Huntsman, who could announce a White House run within weeks, didn't receive the rock-star treatment that presidential contender and Minnesota Rep. Michele Bachmann enjoyed only an hour before. But the crowd still offered a standing ovation to the former governor after he portrayed himself as pro-business and anti-tax with a strong pro-life record.
"You see, I do not believe the Republican Party should focus only on our economic life to the neglect of our human life. That is a trade we should not make," Huntsman said at the annual Faith and Freedom Conference in downtown Washington. "If Republicans ignore life, the deficit we will face will be much more destructive. It will be a deficit of the heart and of the soul."
Huntsman, who resigned April 30 as the U.S. ambassador to China, also touted how he'd presided over the biggest tax cut in history in Utah as governor a $225 million tax cut how the state's economy grew at more than three times the clip of the national economy and how Utah was named the best managed state in the union.
"If the Faith and Freedom Coalition should understand one thing about me and the state I served, it's this: Utah has some of the greatest people in the nation," Huntsman said. "In Utah, people know the difference between freedom and serfdom the serfdom of high debt and massive government and the toll these take on our liberty, on our economy and our lives. And that, ladies and gentlemen, will be the essence of the election in 2012."
Huntsman spoke for some 11 minutes at the gathering but did not once mention his Mormon roots or his personal beliefs. Other speakers quoted Bible passages, while Huntsman cited the late President Ronald Reagan. In addition to Bachmann, other announced or potential presidential contenders scheduled to speak included ex-Minnesota Gov. Tim Pawlenty, former Massachusetts Gov. Mitt Romney and businessman Herman Cain, who was set to offer the keynote speech tomorrow.

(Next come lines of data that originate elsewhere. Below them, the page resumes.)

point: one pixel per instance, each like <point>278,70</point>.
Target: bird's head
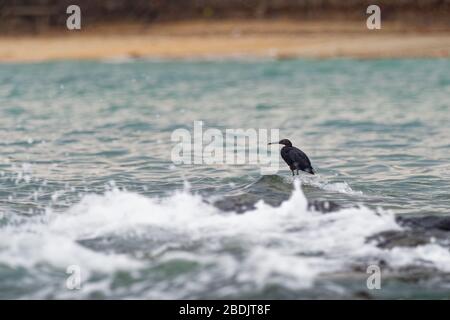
<point>285,142</point>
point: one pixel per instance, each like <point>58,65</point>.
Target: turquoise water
<point>86,177</point>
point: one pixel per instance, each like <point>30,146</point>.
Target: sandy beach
<point>201,39</point>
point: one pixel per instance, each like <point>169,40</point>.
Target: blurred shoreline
<point>279,39</point>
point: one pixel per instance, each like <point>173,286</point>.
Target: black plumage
<point>295,158</point>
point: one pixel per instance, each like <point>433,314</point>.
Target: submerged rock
<point>243,203</point>
<point>417,231</point>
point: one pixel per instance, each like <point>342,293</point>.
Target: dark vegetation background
<point>18,16</point>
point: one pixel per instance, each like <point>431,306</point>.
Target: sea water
<point>87,180</point>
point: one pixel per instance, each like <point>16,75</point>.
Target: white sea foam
<point>286,245</point>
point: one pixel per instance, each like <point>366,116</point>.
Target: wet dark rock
<point>441,223</point>
<point>243,203</point>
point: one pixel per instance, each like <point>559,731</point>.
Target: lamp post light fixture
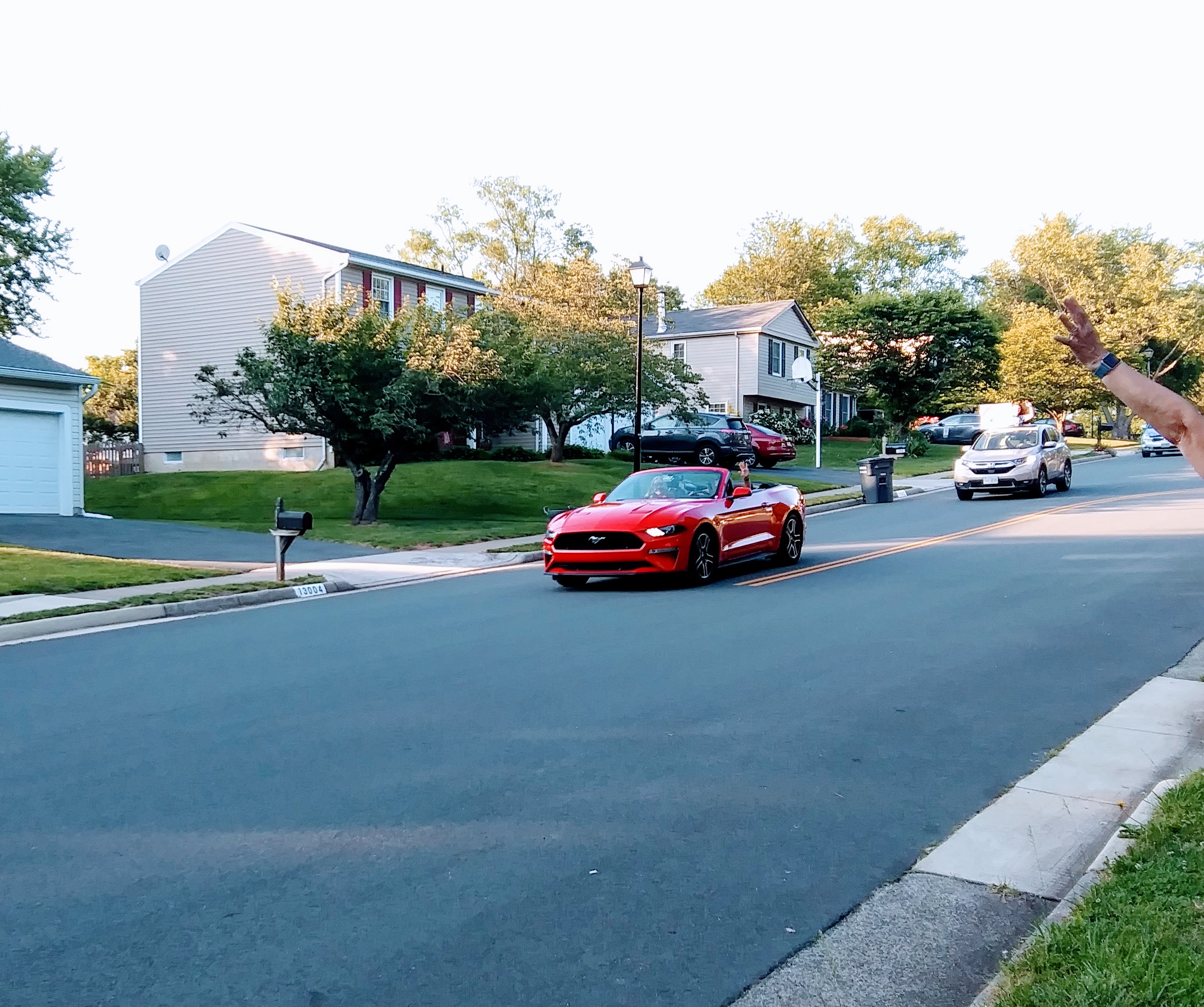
<point>641,277</point>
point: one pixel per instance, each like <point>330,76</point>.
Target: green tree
<point>32,248</point>
<point>1142,292</point>
<point>566,357</point>
<point>376,389</point>
<point>913,353</point>
<point>112,413</point>
<point>787,259</point>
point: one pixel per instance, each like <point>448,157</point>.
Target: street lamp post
<point>641,276</point>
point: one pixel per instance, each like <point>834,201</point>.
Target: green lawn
<point>36,572</point>
<point>427,504</point>
<point>187,595</point>
<point>844,453</point>
<point>1138,937</point>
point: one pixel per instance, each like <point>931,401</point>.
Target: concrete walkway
<point>926,938</point>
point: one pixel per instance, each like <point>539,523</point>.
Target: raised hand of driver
<point>1082,336</point>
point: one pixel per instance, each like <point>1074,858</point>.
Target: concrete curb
<point>1115,847</point>
<point>937,935</point>
<point>53,625</point>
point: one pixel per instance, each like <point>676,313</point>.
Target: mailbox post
<point>289,525</point>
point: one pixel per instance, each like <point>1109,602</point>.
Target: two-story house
<point>746,355</point>
<point>205,306</point>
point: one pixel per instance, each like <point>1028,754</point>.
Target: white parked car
<point>1014,460</point>
<point>1154,443</point>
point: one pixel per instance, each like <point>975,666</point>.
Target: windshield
<point>687,485</point>
<point>1012,439</point>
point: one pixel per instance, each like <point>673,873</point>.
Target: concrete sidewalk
<point>936,938</point>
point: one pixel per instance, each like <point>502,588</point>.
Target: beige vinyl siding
<point>203,311</point>
<point>67,398</point>
<point>790,328</point>
<point>772,387</point>
<point>352,276</point>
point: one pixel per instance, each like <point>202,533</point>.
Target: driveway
<point>159,540</point>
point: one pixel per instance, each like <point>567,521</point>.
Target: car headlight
<point>665,530</point>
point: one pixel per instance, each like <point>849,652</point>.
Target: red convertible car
<point>689,521</point>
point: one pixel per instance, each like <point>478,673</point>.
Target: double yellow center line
<point>865,557</point>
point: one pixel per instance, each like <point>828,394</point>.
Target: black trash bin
<point>877,479</point>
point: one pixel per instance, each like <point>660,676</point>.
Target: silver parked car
<point>1014,460</point>
<point>1154,443</point>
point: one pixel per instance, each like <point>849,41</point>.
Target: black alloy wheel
<point>1043,484</point>
<point>790,545</point>
<point>703,557</point>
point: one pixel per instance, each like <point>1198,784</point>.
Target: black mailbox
<point>292,520</point>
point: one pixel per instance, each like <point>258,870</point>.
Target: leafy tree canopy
<point>913,353</point>
<point>567,355</point>
<point>377,389</point>
<point>818,265</point>
<point>112,413</point>
<point>32,248</point>
<point>1142,292</point>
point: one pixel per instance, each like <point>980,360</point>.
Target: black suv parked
<point>691,438</point>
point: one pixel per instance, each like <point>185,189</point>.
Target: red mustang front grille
<point>608,540</point>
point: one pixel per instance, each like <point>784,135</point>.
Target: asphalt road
<point>127,539</point>
<point>489,791</point>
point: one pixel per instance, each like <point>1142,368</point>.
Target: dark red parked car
<point>675,521</point>
<point>770,445</point>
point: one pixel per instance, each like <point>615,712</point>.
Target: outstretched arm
<point>1168,413</point>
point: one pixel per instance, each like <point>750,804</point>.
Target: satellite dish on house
<point>801,369</point>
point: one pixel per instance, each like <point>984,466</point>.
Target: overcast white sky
<point>347,123</point>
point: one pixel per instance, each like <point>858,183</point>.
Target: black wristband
<point>1107,366</point>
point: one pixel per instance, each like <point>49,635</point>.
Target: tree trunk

Ralph Reed, the founder of the coalition that claims 400,000 members, introduced Huntsman as an expected presidential candidate who "modernized and innovated state government" and strongly supported some of the "most sweeping pro-life legislation in the nation."
Reed added that Huntsman is a "good conservative and good friend."
Huntsman, who heads to New Hampshire this weekend for the second time in two weeks, brought to the event several members of his family, including his two adopted daughters, Gracie Mei and Asha, whom Huntsman talked about in his speech.